I told the tech guy this story; it was my go-to story that I was sure would convince anyone of the value of nature. His response was this: ‘But if you could make $500 million a year by turning the watershed into a business park, you could easily pay to clean the water, plus you’d have more money and business.’. I was shocked. I made the point that there will be other benefits beyond water that haven’t yet been quantified. His response was the same - if you could make more money from a business park, even after you’ve quantified every aspect of nature, it would be worth it.
Last week, pretty much exactly 10 years later, I was at the Concave summit at London Climate Action Week when a similar question came up from those working in the NBS world: ‘Are we just going to monetise every aspect of nature?’.

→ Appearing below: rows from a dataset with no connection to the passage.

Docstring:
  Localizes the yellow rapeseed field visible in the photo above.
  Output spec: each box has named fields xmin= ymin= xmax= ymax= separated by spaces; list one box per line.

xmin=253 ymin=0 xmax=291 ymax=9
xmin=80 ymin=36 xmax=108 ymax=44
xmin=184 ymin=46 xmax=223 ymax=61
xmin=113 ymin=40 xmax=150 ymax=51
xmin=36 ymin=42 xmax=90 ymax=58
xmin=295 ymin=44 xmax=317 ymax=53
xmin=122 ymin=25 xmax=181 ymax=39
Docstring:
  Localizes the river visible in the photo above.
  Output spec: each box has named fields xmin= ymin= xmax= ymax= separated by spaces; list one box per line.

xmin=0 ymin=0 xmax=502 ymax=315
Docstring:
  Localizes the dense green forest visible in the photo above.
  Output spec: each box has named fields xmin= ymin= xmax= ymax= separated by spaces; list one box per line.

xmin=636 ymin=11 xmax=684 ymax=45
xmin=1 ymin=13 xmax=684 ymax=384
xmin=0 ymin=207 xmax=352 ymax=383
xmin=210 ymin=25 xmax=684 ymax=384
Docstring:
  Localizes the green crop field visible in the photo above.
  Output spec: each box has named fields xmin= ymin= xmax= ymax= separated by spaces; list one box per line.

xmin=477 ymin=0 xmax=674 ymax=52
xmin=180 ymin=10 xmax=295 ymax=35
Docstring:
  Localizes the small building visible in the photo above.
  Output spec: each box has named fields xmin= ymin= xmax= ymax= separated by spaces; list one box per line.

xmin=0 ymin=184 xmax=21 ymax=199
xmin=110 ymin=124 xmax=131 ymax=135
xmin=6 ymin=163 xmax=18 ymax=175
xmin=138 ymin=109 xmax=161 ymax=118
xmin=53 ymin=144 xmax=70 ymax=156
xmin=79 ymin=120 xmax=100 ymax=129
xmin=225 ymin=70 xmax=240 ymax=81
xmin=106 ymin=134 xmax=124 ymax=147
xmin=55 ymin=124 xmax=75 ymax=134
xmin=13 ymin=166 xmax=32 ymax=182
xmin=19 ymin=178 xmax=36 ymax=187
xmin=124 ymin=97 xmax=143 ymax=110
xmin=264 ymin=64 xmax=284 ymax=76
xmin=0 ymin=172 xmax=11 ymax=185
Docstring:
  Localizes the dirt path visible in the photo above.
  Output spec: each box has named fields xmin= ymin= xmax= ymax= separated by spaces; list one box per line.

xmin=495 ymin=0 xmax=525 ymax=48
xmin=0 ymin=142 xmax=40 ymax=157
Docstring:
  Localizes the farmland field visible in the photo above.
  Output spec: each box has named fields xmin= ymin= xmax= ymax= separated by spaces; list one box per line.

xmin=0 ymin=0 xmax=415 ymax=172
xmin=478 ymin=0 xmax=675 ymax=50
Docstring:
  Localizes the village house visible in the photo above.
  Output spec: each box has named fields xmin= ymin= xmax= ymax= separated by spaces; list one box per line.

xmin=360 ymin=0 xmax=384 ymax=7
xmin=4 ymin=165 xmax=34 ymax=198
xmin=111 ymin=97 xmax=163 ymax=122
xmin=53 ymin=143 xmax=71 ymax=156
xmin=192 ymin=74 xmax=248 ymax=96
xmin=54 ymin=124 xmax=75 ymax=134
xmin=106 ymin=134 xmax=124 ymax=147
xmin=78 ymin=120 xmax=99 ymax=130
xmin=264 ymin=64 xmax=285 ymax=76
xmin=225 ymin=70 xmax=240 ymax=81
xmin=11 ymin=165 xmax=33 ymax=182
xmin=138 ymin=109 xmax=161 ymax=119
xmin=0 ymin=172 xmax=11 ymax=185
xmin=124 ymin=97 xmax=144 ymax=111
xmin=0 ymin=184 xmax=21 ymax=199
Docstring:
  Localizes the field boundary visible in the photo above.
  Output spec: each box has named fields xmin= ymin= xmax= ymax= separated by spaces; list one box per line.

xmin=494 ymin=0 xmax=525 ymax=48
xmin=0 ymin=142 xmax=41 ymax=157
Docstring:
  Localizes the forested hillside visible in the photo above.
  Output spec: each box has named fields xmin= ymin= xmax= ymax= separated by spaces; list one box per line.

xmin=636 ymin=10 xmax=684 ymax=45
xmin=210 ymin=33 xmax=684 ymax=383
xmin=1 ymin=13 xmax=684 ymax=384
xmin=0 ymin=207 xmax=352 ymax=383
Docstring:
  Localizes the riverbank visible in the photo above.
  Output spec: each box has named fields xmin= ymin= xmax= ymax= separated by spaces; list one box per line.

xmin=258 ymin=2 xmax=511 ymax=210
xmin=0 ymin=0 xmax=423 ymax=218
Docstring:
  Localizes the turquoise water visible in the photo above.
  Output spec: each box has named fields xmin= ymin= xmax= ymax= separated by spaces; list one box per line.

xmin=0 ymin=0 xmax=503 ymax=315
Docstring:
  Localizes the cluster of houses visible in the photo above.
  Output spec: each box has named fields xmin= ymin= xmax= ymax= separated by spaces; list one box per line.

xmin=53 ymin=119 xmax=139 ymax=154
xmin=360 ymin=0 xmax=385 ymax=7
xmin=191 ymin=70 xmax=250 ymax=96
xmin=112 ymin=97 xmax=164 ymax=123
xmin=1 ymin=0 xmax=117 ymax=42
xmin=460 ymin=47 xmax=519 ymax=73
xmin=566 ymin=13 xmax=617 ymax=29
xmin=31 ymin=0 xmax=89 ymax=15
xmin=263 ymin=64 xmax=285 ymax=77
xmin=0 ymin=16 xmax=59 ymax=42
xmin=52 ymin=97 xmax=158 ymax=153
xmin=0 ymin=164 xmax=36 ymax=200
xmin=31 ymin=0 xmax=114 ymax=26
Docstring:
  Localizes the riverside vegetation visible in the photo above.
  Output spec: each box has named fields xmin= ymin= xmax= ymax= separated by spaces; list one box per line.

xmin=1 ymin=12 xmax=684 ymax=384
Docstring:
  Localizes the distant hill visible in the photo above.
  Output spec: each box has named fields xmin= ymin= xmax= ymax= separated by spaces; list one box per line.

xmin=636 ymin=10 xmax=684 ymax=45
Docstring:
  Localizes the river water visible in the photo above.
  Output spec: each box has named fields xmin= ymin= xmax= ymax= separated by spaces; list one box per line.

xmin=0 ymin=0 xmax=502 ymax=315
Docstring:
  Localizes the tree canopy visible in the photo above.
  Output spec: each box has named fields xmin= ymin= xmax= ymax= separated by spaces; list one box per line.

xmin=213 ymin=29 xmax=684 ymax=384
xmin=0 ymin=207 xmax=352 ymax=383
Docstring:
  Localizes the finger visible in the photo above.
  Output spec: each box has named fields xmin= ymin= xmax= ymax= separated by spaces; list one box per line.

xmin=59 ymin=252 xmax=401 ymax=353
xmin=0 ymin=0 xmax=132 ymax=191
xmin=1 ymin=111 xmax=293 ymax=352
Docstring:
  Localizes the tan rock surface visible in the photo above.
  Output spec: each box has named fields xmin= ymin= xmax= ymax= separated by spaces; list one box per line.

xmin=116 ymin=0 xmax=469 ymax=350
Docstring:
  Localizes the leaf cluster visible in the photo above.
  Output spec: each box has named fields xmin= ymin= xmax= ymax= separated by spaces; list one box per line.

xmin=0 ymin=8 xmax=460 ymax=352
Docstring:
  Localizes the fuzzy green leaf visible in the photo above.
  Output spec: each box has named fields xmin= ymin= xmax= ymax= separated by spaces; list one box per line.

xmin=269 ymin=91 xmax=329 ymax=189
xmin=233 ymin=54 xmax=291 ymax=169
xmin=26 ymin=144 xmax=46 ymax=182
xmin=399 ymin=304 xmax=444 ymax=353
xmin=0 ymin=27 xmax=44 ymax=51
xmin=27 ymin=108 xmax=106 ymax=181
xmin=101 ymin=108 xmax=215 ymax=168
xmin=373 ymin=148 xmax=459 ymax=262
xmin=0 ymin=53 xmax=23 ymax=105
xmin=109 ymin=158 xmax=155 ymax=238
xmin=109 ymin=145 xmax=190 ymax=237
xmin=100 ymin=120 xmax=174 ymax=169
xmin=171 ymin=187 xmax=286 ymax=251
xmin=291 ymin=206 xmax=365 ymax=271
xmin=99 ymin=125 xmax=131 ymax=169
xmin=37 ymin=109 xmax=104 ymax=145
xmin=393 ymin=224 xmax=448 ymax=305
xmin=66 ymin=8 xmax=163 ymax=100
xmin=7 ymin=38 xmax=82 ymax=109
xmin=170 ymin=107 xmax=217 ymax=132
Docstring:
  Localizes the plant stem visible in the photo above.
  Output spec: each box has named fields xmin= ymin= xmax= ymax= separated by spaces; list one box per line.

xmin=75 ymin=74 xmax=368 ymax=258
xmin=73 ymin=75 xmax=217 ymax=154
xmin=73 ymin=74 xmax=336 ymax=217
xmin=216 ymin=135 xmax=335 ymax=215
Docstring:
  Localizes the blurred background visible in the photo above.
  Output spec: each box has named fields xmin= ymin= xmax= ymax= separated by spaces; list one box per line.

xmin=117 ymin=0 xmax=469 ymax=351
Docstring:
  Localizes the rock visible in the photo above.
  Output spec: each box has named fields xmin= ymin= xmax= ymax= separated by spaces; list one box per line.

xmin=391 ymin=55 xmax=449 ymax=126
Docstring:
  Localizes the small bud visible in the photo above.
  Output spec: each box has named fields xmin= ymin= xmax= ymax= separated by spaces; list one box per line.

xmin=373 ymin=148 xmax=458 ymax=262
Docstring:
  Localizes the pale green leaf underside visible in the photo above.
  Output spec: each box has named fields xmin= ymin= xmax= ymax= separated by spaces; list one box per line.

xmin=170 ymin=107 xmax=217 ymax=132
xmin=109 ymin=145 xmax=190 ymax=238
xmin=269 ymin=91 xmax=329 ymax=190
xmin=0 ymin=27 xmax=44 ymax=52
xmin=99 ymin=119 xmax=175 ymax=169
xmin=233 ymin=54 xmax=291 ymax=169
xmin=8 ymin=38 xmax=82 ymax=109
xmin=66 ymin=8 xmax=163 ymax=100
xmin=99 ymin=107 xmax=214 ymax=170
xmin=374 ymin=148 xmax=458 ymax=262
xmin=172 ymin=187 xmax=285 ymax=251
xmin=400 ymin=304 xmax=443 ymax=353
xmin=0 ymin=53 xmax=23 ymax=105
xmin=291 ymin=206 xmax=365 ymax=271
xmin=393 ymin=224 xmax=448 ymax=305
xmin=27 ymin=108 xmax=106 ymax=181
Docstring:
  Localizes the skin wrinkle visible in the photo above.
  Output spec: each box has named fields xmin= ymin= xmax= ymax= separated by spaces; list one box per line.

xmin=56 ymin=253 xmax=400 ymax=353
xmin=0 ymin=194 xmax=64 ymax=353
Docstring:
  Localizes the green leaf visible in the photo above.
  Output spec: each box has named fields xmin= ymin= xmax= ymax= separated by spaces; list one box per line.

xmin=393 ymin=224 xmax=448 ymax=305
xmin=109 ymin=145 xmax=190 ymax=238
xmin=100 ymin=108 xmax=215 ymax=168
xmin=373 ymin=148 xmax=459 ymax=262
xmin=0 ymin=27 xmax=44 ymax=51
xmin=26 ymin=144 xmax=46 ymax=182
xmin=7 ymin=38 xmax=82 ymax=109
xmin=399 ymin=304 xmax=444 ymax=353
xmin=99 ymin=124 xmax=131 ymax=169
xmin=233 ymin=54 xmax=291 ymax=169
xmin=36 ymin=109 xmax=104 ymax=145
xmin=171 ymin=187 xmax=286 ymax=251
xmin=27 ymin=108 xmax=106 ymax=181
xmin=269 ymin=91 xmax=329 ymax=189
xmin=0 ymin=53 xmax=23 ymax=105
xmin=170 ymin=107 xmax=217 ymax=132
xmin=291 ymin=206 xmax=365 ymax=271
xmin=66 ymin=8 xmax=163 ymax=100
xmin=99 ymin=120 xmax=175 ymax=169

Visionary people made carbon credits happen for the right reasons. Carbon credits channel money to nature that wouldn’t have got there before, but what direction is it taking us in? The question asked at Concave gave me hope that the same visionary people, people who can get things done, are looking ahead at the direction of travel and thinking about how to steer the momentum away from monetising every aspect of nature and towards a new model of valuing.
I’m hopeful because of the people who work in this space, but I’m worried because carbon credits, while a seriously impressive innovation, bring nature to meet conventional economics. I hope we can bring economics to meet nature, but there’s a deep-seated fear that this can never happen, which is captured by a quote from the book Small is Beautiful by E.F. Schumacher “Call a thing immoral or ugly, soul-destroying or a degradation of man, a peril to the peace of the world or to the well-being of future generations; as long as you have not shown it to be ‘uneconomic’ you have not really questioned its right to exist, grow and prosper.”
If we could quantify every aspect of nature I'm sure protecting nature would come out on top in many cases. Perhaps it's more of a philosophical issue, imagine if all the non-economic value of you was quantified - your value as a friend, a sibling, a member of the community. Something doesn't sit right about it. Perhaps because quantifying it would require an assessment of your value by someone else, it would be framed as an objective quantification, even though it is a subjective value. I guess that leads me to the question of who gets to decide how much a tree is worth.
Perhaps the problem with quantifying the value of nature lies in subjectivity framed as objectivity and underlying power dynamics of who gets to decide what something is worth and therefore who gets to decide whether something is worthy.